When using the go-bdp-client SDK, authentication is largely transparent, simplifying development. You only need to configure the relevant environment variables:

ODH_TOKEN_URL: The URL of the OAuth2 token endpoint.
ODH_CLIENT_ID: The client ID for your transformer.
ODH_CLIENT_SECRET: The client secret for your transformer.

The SDK (specifically bdplib.FromEnv() and its underlying components) will automatically:

Fetch an access token from the ODH_TOKEN_URL using the provided client credentials.
Refresh the token automatically before it expires.
Include the Authorization: Bearer <access_token> header in all requests made to the Timeseries Writer API.

This means your Go transformation code does not need to explicitly handle token acquisition or refreshing.

For a deeper understanding of the authentication flow or for manual testing/debugging, you can acquire an access token using a curl command:

curl -X POST \
  "[https://auth.opendatahub.testingmachine.eu/auth/realms/noi/protocol/openid-connect/token](https://auth.opendatahub.testingmachine.eu/auth/realms/noi/protocol/openid-connect/token)" \
  -H "Content-Type: application/x-www-form-urlencoded" \
  -d "grant_type=client_credentials&client_id=odh-mobility-datacollector-development&client_secret=7bd46f8f-c296-416d-a13d-dc81e68d0830"

The response will be a JSON object containing the access_token, expires_in, and other details:

{
  "access_token": "eyJhbGciOiJIUzI...",
  "expires_in": 300,
  "refresh_expires_in": 0,
  "token_type": "bearer",
  "not-before-policy": 0,
  "session_state": "...",
  "scope": "openid email profile"
}

Using the Access Token in API Calls

Once you have the access_token (either manually or obtained by the SDK), you include it in the Authorization header of your HTTP requests to the Timeseries Writer API.

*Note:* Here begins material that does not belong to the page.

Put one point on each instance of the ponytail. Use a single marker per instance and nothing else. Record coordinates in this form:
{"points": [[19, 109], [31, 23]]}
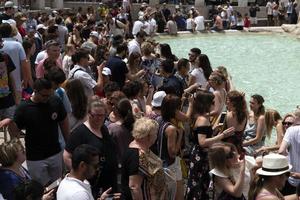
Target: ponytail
{"points": [[255, 186]]}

For example, to access the /json/stations endpoint:

curl -X GET "http://localhost:8999/json/stations" \
    --header 'Content-Type: application/json' \
    --header 'Authorization: bearer YOUR_ACCESS_TOKEN'

Replace YOUR_ACCESS_TOKEN with the actual token value you obtained. This header ensures that your request is authenticated and authorized to interact with the Timeseries Writer.

3.4. SDK Integration (`opendatahub-go-sdk` and `go-bdp-client`)

The transformer heavily relies on two SDKs: the opendatahub-go-sdk for message consumption and the go-bdp-client for interacting with the Timeseries Writer.

Go Code (main.go)

// ... imports ...

func main() {
    ms.InitWithEnv(context.Background(), "", &env)
    slog.Info("Starting data transformer...")
    b := bdplib.FromEnv() // Initialize BDP client

    defer tel.FlushOnPanic() // Ensure telemetry is flushed on panic

    // Data Type Synchronization (Principle: Metadata Management)
    dataTypeList := bdplib.NewDataTypeList(nil)
    err := dataTypeList.Load("datatypes.json") // Load static datatype definitions
    ms.FailOnError(context.Background(), err, "could not load datatypes")

    slog.Info("pushing datatypes on startup")
    // Sync all defined data types to the BDP writer.
    // This is typically done once on startup to ensure all required types exist.
    b.SyncDataTypes(OriginStationType, dataTypeList.All())

    slog.Info("listening")
    // Initialize the transformer listener.
    // It will consume messages from the configured MQ_QUEUE.
    listener := tr.NewTr[Forecast](context.Background(), env)

    // Start the transformer, passing the `TransformWithBdp` function as the handler.
    // This handler will be called for each message consumed from the queue.
    err = listener.Start(context.Background(), TransformWithBdp(b))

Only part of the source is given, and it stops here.